En Grèce, on les considère comme immigrés parce qu'on applique le droit du sang, pas celui du sol. Ils ne pourront jamais devenir Grecs. Jamais, jamais. C'est une des législations les plus dures en Europe. Vous pouvez naître en Grèce, vous pouvez aller à l'école, votre première langue est le grec mais vous ne pourrez jamais avoir la nationalité grecque.
Toutefois, les enfants d'immigrés sont protégés par une loi européenne pour les mineurs. Mais à partir de l'âge de dix-huit ans, ils sont expulsables.
Pourquoi avoir centré l'histoire sur deux frères ?
C'est quelque chose qui me tenait à coeur. La fraternité, l'idée de famille. Que ce soit des liens de sang ou des liens créés. Je voulais parler de cela. Ce sont deux frères différents. Ils viennent de la communauté albanaise, le plus jeune est homosexuel affiché et son grand frère n'assume pas cela. Le plus jeune est doublement minoritaire en tant qu'albanais et homosexuel. Mais c'est un battant, il est aussi très intelligent.
Comment avez-vous choisi les acteurs ?
Ce sont des Albanais de la deuxième génération. Ce sont aussi des jeunes qui voulaient être acteurs. Le plus jeune, Kostas Nikouli, venait de finir le lycée et allait passer les examens pour entrer dans une école de théâtre, l'aîné, Nikos Gelia, était déjà dans une école de théâtre. Toutefois, il a fallu un an, même plus qu'un an pour les trouver.
Vous utilisez les chansons de Patty Pravo, qui est-elle ?

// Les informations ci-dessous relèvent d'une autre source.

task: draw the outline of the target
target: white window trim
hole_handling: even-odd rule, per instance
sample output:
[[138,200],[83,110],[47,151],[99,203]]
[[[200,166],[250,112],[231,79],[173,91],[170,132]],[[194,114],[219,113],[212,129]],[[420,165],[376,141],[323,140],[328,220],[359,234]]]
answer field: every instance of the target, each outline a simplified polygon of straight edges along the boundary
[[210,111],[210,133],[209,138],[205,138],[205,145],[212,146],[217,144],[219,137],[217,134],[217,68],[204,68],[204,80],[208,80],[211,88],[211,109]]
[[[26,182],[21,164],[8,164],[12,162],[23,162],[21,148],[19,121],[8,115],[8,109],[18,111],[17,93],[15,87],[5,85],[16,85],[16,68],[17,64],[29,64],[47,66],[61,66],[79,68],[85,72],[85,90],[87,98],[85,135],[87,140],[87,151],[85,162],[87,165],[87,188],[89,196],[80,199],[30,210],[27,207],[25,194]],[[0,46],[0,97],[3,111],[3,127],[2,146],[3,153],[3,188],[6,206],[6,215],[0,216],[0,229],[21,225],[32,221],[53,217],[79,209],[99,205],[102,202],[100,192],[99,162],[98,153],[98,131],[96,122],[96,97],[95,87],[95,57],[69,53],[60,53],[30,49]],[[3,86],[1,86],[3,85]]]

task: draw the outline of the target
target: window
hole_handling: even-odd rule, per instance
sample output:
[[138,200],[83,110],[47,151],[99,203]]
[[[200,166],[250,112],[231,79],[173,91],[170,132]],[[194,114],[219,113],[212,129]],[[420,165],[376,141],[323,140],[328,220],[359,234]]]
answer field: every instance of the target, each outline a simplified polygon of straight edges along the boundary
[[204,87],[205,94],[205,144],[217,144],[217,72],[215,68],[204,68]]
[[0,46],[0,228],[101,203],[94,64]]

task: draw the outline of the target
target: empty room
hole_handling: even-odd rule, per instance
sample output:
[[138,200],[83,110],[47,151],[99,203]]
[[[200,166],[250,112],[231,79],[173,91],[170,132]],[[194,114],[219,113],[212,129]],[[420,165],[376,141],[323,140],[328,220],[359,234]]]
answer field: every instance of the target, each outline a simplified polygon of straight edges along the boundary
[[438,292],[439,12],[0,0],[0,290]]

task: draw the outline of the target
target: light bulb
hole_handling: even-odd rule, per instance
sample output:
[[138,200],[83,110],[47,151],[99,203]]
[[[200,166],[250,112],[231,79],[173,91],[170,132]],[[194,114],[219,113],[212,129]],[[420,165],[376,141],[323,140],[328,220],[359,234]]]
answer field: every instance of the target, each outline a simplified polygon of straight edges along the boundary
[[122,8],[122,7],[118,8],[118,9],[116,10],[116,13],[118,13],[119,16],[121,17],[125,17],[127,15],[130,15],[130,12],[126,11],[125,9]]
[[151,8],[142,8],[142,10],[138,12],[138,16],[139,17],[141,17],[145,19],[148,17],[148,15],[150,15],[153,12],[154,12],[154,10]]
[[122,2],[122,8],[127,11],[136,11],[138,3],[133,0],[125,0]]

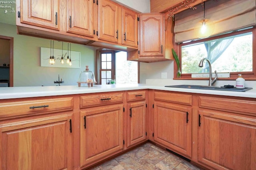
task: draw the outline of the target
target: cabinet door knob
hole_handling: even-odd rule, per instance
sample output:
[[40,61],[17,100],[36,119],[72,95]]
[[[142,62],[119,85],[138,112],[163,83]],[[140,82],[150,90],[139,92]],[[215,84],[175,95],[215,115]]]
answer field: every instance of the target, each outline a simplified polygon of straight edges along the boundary
[[72,18],[71,16],[69,16],[69,27],[72,28],[72,24],[71,24]]
[[39,108],[40,107],[48,107],[49,105],[43,105],[42,106],[31,106],[29,107],[29,109]]
[[100,100],[102,101],[102,100],[111,100],[111,98],[106,98],[106,99],[100,99]]
[[56,21],[55,21],[55,24],[58,25],[58,12],[56,12],[56,13],[55,13],[55,17],[56,20]]

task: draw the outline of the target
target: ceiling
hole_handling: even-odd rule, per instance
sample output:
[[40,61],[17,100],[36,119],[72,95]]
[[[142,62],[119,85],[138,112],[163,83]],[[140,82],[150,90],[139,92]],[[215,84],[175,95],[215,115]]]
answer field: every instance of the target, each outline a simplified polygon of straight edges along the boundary
[[[16,25],[16,3],[6,3],[5,2],[15,2],[15,0],[6,0],[0,1],[0,22],[4,22],[10,24]],[[6,10],[7,13],[5,13]]]

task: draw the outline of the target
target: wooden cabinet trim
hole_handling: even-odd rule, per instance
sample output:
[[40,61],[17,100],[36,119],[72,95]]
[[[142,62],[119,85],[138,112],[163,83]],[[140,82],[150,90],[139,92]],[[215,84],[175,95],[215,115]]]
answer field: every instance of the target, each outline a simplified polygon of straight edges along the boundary
[[[192,107],[161,101],[155,101],[154,105],[154,140],[164,144],[167,148],[191,157],[192,152]],[[166,117],[163,117],[164,115]],[[172,123],[166,122],[168,120],[173,121]],[[187,120],[188,121],[187,122]],[[165,123],[163,123],[164,121]],[[177,124],[174,125],[174,123]],[[169,130],[167,130],[166,128],[169,128]],[[163,131],[164,129],[166,129],[165,131]],[[175,132],[176,130],[181,130],[181,134]],[[184,135],[182,137],[184,138],[180,138],[181,135]]]
[[[116,104],[88,108],[80,111],[80,167],[96,163],[103,158],[106,158],[109,155],[122,150],[124,148],[123,108],[122,104]],[[115,115],[117,115],[118,117],[114,119],[113,117]],[[109,127],[107,128],[106,127],[107,126]],[[108,133],[108,135],[99,130],[102,129]],[[113,132],[117,133],[113,133]],[[110,139],[108,138],[111,136],[113,138],[110,142]],[[96,140],[98,137],[101,137],[101,140]]]
[[73,97],[2,103],[0,103],[0,118],[70,111],[73,108]]
[[80,109],[122,103],[123,93],[103,93],[80,97]]
[[146,99],[146,91],[128,91],[127,93],[127,101]]
[[198,161],[217,169],[255,167],[256,119],[218,111],[202,110],[199,114]]
[[234,113],[255,114],[256,101],[227,98],[200,96],[200,107],[220,111],[232,111]]
[[154,99],[190,106],[192,105],[192,95],[190,95],[155,91]]

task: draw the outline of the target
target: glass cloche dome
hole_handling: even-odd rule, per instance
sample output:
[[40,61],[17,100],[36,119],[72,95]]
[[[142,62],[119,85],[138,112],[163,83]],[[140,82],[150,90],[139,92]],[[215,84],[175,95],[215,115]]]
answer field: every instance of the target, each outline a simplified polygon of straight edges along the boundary
[[81,83],[87,83],[88,87],[93,87],[94,83],[96,83],[95,77],[93,72],[89,71],[88,65],[86,66],[85,70],[82,71],[80,73],[79,78],[77,81],[78,87],[81,86]]

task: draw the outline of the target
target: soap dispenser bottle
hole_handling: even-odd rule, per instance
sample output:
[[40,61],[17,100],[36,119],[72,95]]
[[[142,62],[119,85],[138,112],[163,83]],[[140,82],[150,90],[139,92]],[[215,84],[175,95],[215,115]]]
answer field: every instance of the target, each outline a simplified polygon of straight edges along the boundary
[[238,78],[236,80],[236,87],[238,89],[244,89],[244,79],[242,77],[242,74],[238,74]]

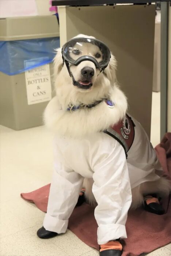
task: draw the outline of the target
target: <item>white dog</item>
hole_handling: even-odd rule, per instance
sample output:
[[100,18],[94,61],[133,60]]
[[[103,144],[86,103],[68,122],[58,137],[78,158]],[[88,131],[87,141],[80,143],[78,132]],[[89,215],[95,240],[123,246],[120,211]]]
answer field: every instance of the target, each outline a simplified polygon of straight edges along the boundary
[[[45,238],[65,232],[84,182],[87,200],[97,204],[100,255],[119,256],[122,247],[117,240],[126,238],[131,204],[134,208],[145,202],[146,210],[162,214],[157,196],[149,195],[168,194],[170,184],[156,174],[161,166],[137,121],[132,118],[134,138],[126,154],[121,140],[104,132],[121,120],[125,122],[127,102],[117,84],[116,62],[94,37],[75,38],[62,51],[57,50],[54,60],[56,96],[46,109],[45,120],[56,133],[55,170],[43,227],[37,234]],[[130,120],[126,120],[122,130],[123,144]]]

Patty Pravo est une très grande diva italienne avec une carrière s'étalant sur les quarante dernières années en Italie. Ce qui était intéressant, c'est qu'en Albanie, lors de la dictature communiste et de la fermeture de ses frontières, le seul espace de liberté était l'écoute de la radio italienne. Tous les Albanais ont grandi avec la musique populaire italienne. C'était la voix de la liberté.

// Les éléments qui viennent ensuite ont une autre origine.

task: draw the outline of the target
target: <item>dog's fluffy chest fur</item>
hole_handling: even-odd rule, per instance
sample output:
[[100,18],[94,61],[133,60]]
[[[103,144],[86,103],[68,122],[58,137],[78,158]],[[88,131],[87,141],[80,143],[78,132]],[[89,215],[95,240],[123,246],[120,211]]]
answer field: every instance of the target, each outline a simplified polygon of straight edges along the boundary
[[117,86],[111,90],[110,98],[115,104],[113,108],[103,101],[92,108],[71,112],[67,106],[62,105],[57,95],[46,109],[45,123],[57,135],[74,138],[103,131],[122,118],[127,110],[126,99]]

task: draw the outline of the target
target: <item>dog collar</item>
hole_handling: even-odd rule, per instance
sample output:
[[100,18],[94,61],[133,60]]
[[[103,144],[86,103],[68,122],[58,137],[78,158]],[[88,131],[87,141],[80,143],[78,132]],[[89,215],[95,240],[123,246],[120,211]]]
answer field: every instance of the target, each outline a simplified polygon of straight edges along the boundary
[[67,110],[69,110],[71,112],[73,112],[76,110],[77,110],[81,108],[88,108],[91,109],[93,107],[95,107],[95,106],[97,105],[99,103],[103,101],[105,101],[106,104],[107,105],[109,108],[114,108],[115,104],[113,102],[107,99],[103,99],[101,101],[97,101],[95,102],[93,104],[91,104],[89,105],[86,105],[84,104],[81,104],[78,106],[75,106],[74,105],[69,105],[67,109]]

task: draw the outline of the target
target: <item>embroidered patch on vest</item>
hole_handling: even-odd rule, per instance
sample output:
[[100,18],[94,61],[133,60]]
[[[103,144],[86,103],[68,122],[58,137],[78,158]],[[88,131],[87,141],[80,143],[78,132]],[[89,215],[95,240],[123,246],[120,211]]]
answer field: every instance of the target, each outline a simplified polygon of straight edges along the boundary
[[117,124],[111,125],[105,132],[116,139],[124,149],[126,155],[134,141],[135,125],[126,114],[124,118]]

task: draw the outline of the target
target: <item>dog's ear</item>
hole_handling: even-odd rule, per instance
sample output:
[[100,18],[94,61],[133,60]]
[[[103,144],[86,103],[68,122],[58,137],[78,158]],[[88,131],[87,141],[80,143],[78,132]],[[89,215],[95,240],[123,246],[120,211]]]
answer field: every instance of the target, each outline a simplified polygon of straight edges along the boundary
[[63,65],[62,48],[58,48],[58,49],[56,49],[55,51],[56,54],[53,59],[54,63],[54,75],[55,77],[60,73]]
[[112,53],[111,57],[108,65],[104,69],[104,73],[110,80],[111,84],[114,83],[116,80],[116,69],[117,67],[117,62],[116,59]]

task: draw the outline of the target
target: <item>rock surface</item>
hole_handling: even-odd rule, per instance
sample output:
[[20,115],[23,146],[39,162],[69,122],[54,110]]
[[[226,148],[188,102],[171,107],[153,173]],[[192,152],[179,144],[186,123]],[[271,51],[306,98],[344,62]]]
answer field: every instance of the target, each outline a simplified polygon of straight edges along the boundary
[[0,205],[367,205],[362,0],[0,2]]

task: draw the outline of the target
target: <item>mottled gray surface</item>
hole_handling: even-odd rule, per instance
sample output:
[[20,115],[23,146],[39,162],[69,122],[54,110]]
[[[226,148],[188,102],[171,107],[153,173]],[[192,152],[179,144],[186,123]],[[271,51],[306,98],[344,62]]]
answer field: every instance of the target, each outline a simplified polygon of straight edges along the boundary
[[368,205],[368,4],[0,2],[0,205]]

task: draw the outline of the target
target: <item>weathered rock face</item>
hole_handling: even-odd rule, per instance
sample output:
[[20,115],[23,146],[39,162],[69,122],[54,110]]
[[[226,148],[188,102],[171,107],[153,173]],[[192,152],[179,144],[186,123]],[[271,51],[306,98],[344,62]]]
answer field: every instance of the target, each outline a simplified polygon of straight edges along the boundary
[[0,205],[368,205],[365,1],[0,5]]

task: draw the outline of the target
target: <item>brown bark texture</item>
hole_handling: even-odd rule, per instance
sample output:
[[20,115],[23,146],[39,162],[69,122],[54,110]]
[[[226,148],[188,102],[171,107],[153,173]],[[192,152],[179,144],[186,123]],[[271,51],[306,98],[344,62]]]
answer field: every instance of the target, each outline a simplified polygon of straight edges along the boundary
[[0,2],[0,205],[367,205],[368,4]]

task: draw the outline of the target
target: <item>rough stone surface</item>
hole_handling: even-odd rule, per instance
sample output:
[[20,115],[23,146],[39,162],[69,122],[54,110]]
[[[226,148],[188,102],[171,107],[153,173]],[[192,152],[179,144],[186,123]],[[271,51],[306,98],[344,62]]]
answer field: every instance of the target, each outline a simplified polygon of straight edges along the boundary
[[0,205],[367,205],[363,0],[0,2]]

L'idole de la mère des deux héros, qui voulait être chanteuse, était Patty Pravo. Alors les enfants suivent le rêve de leur mère.
Votre film est une sorte de foot movie puisque tout se passe à pied.

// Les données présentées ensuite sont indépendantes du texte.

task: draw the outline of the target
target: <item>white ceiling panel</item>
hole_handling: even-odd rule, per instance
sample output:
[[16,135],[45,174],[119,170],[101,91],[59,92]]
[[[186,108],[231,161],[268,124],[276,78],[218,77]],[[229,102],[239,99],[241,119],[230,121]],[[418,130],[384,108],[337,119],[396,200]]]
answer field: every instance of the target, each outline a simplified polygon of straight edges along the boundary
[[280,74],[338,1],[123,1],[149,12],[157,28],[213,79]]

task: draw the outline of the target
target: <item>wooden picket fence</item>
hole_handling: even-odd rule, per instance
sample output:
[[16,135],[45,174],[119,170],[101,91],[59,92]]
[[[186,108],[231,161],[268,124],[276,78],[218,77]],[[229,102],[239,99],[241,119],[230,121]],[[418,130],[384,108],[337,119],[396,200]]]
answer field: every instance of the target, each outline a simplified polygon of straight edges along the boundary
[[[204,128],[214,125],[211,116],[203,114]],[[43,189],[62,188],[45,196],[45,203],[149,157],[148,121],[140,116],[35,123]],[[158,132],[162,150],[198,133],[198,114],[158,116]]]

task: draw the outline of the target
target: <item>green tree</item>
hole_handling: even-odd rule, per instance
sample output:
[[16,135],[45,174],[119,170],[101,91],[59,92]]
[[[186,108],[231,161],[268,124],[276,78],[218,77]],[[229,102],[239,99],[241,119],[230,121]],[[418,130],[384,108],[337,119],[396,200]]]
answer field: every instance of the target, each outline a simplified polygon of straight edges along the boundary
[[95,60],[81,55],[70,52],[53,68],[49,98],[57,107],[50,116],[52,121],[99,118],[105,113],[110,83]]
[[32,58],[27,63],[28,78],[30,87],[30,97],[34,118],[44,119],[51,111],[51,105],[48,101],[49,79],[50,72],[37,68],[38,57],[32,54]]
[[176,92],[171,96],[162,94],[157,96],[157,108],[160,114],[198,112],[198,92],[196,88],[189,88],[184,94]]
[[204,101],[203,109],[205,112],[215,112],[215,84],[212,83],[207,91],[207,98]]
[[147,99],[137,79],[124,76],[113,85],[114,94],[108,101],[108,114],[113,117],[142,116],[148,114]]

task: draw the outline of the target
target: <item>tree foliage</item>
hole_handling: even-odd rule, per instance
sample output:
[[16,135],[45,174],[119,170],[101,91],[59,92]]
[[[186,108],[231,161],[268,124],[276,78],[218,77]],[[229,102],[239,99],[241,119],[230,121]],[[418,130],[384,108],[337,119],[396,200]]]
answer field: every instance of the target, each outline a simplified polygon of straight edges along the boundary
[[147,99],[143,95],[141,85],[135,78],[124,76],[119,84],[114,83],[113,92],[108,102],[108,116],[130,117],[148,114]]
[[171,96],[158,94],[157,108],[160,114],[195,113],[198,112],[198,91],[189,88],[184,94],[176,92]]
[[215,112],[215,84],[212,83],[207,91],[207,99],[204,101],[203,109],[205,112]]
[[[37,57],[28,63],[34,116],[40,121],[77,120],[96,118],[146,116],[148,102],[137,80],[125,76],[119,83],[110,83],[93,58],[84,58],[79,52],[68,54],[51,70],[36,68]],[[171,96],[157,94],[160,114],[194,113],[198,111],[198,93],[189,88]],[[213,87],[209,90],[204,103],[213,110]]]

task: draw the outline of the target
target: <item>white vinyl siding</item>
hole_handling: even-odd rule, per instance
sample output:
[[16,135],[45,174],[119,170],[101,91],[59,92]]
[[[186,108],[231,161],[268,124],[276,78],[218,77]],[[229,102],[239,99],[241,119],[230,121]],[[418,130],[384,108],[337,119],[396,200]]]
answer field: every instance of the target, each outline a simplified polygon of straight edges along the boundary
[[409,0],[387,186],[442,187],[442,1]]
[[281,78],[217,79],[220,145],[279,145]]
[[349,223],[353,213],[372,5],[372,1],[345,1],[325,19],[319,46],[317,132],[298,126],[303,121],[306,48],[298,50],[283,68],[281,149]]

Oui, c'est vrai. Cela donne cette impression parce qu'ils sont toujours en mouvement. La première partie se passe à Athènes, la deuxième partie, ils sont en route et la dernière partie, ils sont à Salonique. Ils ne voyagent vraiment qu'au milieu du film. Mais même, à l'intérieur des villes, ils voyagent. Ils bougent tout le temps. Dans une grande ville, on voyage, on bouge, on rencontre. Une grande ville, c'est comme une grande forêt.